Geisinger, St. Luke's announce plans for first joint venture hospital in Pennsylvania
Two healthcare systems have agreed to build and equally co-own a new hospital.
In a first of it's kind venture for Pennsylvania, Geisinger and St. Luke's University Health Network are partnering on a joint venture that will yield a new 80-bed acute care hospital equipped with an emergency department and a full range of specialties and hospital services, Geisinger announced.
The new hospital deal could serve as a blueprint for other regional systems who have mutual relationships in certain areas and who both want to expand their respective footprints. Joint ventures like this mean the two systems can work together and mutually benefit from an arrangement that is not nearly as complicated or riddled with cost and logistical challenges as a merger.

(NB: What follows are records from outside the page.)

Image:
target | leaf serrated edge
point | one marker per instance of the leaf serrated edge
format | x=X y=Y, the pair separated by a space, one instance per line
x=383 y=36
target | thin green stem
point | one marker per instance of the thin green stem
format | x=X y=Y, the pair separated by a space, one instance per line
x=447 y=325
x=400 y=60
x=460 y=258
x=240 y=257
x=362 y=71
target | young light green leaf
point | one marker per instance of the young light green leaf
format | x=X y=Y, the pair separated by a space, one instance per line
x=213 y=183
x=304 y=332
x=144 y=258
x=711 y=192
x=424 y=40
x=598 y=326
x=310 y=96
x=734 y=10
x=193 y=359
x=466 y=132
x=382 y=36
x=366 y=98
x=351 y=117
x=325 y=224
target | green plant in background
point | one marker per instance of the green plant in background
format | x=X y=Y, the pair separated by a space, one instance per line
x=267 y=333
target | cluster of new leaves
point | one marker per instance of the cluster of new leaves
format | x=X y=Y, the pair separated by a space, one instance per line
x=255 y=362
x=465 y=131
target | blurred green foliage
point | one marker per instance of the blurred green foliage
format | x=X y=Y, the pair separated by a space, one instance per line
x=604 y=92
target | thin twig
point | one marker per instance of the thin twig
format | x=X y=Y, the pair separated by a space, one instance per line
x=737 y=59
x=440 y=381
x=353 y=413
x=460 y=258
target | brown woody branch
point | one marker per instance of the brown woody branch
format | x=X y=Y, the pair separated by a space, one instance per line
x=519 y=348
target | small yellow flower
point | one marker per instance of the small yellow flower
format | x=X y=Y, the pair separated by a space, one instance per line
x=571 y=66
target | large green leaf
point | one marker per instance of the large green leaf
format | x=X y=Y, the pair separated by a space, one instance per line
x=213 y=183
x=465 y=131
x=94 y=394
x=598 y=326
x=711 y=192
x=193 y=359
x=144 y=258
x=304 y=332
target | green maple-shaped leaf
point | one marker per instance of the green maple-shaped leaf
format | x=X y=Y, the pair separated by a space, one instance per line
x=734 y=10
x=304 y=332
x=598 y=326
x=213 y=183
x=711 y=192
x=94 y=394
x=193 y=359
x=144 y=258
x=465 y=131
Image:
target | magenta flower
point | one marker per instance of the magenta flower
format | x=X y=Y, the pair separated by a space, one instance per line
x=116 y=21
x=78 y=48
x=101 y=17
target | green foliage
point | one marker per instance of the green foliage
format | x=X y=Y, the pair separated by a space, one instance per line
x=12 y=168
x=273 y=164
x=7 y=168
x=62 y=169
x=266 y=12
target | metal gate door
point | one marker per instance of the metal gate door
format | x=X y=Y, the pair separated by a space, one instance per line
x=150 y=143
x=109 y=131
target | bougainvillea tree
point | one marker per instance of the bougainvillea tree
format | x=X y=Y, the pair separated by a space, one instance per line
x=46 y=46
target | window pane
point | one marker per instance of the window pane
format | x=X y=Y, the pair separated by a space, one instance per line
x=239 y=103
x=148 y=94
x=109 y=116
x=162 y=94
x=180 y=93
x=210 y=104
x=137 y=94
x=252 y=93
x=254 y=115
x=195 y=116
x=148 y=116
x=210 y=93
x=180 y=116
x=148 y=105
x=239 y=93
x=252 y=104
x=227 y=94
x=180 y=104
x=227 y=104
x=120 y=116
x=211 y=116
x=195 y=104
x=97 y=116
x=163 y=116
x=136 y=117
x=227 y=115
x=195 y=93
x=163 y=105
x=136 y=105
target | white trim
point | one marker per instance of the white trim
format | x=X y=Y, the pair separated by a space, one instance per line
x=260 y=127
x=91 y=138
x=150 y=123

The three story, 120,000 square-foot hospital will operate with funding and governance shared equally between the two nonprofit systems.
"We know that many patients are leaving Schuylkill and Berks counties for hospital services," Geisinger CEO David Feinberg, MD said. "Our partnership with St. Luke's will expand the range of healthcare services in that community but perhaps, more importantly, will offer convenience so that patients, including many of our Geisinger Health Plan members, will receive the care they need right where they live."
Geisinger and St. Luke's have a history of collaboration, with current partnerships including insurance and as of July 1, Geisinger will provide life flight service for the St. Luke's system as well.
St. Luke's network includes 14,000 employees that staff 10 hospitals and over 300 outpatient sites and an annual net revenue of $1.9 billion. Geisinger's system includes approximately 32,000 employees, including nearly 1,800 employed physicians, 13 hospital campuses, two research centers, and a 580,000-member health plan serving more than 3 million residents throughout central, south-central and northeast Pennsylvania, and in southern New Jersey at AtlantiCare.
For other healthcare systems watching this arrangement, this type of deal could forecast how well two systems i can integrate and work together, and whether their missions, ideals and protocols will be compatible enough to succeed.
The joint venture build will break ground this spring and is slated to to open in late 2019.